LEISA PAUTLER: On campus, the facilities are great. I think we have a horse farm. Actually, two horse farms, a dairy farm, a beef farm, and a sheep farm. So any type of species that you want to get involved with in the production type setting, you'd have ample opportunity to do so.
MARK THOMAS: My main interests are large animal. Mainly, cattle and swine. I've gained a lot of experience working at the university's swine farm.
W. RONALD BUTLER: Our curriculum has evolved and changed over the last few years, along with the interests of our incoming students. We realize that many students have interest in companion animals, pets, and small animals. There are many career opportunities where laboratory animals would be involved as part of the research or other business interests.
And more and more, we find students interested in exotic species. And by that, I would include fish, aquaculture, exotic avian species, and amphibians, which are not noted as animal science species. But nevertheless, they are animals.

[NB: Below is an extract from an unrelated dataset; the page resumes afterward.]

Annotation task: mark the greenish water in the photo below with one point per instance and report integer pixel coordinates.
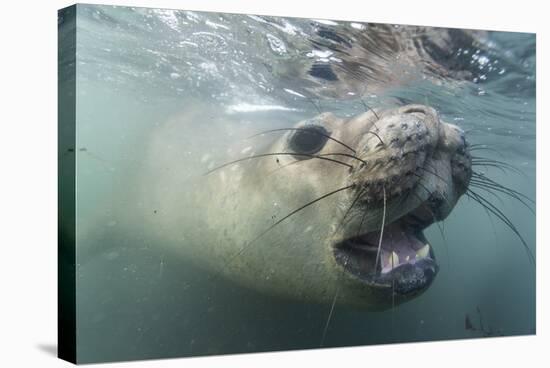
(137, 68)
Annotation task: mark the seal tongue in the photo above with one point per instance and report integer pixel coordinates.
(399, 246)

And understanding animal physiology, animal nutrition, is really the mainstream of our business here.
SPEAKER 1: Students here can take advantage of resources provided by a large university while enjoying the friendly supportive relationships associated with smaller colleges.
TRACY KAMENS: None of the professors would be very standoffish. They always welcomed you into their office hours, and really enjoy sitting down and talking with you, and helping you any way they could.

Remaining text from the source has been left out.